On behalf of the Group of the European People’s Party, I want to speak about religious freedom. In our European society, freedom of thought, conscience and religion are fundamental rights. That high standard of human rights is, for the most part, the product of our society’s deep Christian heritage. Although the main pillars of Christianity are faith, charity, dignity and respect, many who promote such values become the target of discriminatory attacks. An ever increasing number of cases of “Christianophobia” have been recorded in Europe. According to a report published on 19 March 2012 by the Observatory on Intolerance and Discrimination Against Christians in Europe, a non-governmental organisation based in Vienna, 85% of hate crimes committed in Europe during 2011 were aimed at Christians. The report summarised incidents ranging from vandalism and insults to suppression of religious symbols, desecrations, hate crimes and religiously motivated violence.
Regrettably, this is not the only report that shows worrying data about intolerance of and discrimination against Christians in Europe. The same kind of conclusions emerge from a study conducted in Britain by ComRes – one of the leading polling agencies – which found that 74% of those surveyed believed that there was more intolerance and discrimination against Christians than against people of other religions in Europe. That compares with 66% in November 2009. One reason for that trend is that the Christian church stands for traditional values, especially in regard to family, marriage and the sanctity of life.
According to statistics offered by the Scottish Government in 2011, 95% of religiously motivated violence in Scotland is aimed at Christians.

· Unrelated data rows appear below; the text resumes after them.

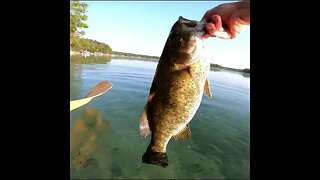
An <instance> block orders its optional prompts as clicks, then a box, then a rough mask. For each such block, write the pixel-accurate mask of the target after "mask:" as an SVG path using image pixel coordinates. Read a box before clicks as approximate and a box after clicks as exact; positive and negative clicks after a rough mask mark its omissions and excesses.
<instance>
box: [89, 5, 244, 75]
mask: <svg viewBox="0 0 320 180" xmlns="http://www.w3.org/2000/svg"><path fill="white" fill-rule="evenodd" d="M83 2H86V3H87V4H88V5H89V6H88V7H87V13H86V14H87V16H88V19H87V21H86V24H87V25H88V28H87V29H83V30H84V31H85V35H84V38H89V39H93V40H96V41H99V42H103V43H106V44H108V45H109V46H110V47H111V48H112V50H114V51H121V52H128V53H135V54H144V55H151V56H159V57H160V56H161V53H162V50H163V48H164V45H165V42H166V40H167V38H168V35H169V31H170V29H171V27H172V25H173V24H174V23H175V22H176V21H177V20H178V18H179V16H183V17H184V18H187V19H191V20H198V21H199V20H201V18H202V16H203V15H204V13H205V12H206V11H207V10H210V9H212V8H213V7H215V6H217V5H219V4H222V3H226V2H228V1H157V2H154V1H153V2H151V1H150V2H147V1H122V2H121V1H120V2H119V1H83ZM203 43H204V50H205V51H204V52H205V56H206V57H208V58H209V60H210V62H211V63H214V64H219V65H222V66H225V67H231V68H239V69H244V68H250V27H249V28H247V29H246V30H245V31H244V32H243V33H241V34H240V35H239V36H238V37H237V38H235V39H232V40H225V39H218V38H209V39H205V40H204V42H203Z"/></svg>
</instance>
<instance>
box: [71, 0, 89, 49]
mask: <svg viewBox="0 0 320 180" xmlns="http://www.w3.org/2000/svg"><path fill="white" fill-rule="evenodd" d="M87 7H88V4H86V3H84V2H79V1H70V45H71V44H72V43H73V42H74V41H76V40H77V39H78V38H79V37H80V36H83V35H84V31H82V28H88V25H87V24H86V23H85V21H86V20H87V19H88V16H87V15H86V12H87V11H86V10H87Z"/></svg>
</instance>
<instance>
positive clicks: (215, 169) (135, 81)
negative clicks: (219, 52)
mask: <svg viewBox="0 0 320 180" xmlns="http://www.w3.org/2000/svg"><path fill="white" fill-rule="evenodd" d="M156 66H157V62H151V61H141V60H132V59H131V60H125V59H106V58H92V57H87V58H82V57H76V56H73V57H71V60H70V88H71V92H70V100H75V99H80V98H83V97H84V96H85V95H86V94H87V93H88V92H89V90H90V89H91V88H92V87H93V86H95V85H96V84H97V83H99V82H101V81H104V80H107V81H109V82H111V83H112V84H113V88H112V89H111V90H110V91H109V92H107V93H106V94H104V95H102V96H100V97H98V98H96V99H94V100H93V101H92V102H90V103H89V104H87V105H85V106H83V107H81V108H79V109H76V110H74V111H72V112H70V174H71V178H75V179H155V178H157V179H178V178H182V179H195V178H196V179H249V173H250V126H249V124H250V116H249V115H250V78H249V77H245V76H243V75H242V74H240V73H231V72H223V71H210V73H209V80H210V84H211V92H212V95H213V98H212V99H211V100H209V99H208V98H207V96H205V95H204V96H203V100H202V102H201V105H200V108H199V110H198V111H197V113H196V115H195V116H194V118H193V119H192V121H191V122H190V129H191V132H192V136H191V138H189V139H186V140H180V141H175V140H172V141H170V142H169V144H168V146H167V155H168V159H169V166H168V167H166V168H162V167H161V166H156V165H150V164H144V163H142V162H141V156H142V154H143V153H144V152H145V150H146V148H147V146H148V144H149V141H150V136H149V137H148V138H145V139H142V138H140V136H139V129H138V122H139V117H140V113H141V111H142V109H143V106H144V105H145V103H146V100H147V96H148V93H149V88H150V85H151V82H152V79H153V76H154V73H155V68H156Z"/></svg>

In November 2010, the French Minister of the Interior wrote a letter to the High Commissioner for Human Rights at the Council of Europe stating that of 485 acts of vandalism against faith sites, 410 had been directed against Christian sites. That is more than 80%. Other sources indicate that people are marginalised for the simple reason that they are in favour of Christian values.
Although religious freedom in eastern Europe is growing, it is still fragile, and cases of discrimination and intolerance are common. A relevant example is the discrimination against representatives of small Christian denominations, such as Protestant and neo-Protestant. If we look outside Europe to our neighbouring regions, we find that the situation of Christians in countries such as Libya, Egypt and Syria is critical. While clashes between government troops and opposition forces have been blamed for the social and political unrest there, Christians have often been caught in the crossfire and become targets of violent revenge attacks. I am glad that we shall have an opportunity on Thursday to discuss the situation in Egypt, but I regret that the title of the report has been changed. Initially, the proposal was to discuss the situation of Christians in Egypt, which I believe would have been much more appropriate.
European society has always been an example of democracy worthy of being followed by developing countries, but the growing discrimination against Christianity, both inside and outside Europe, is a matter of concern. That is why I believe it is important to bring these issues to your attention, and I hope that the Assembly will take note of them.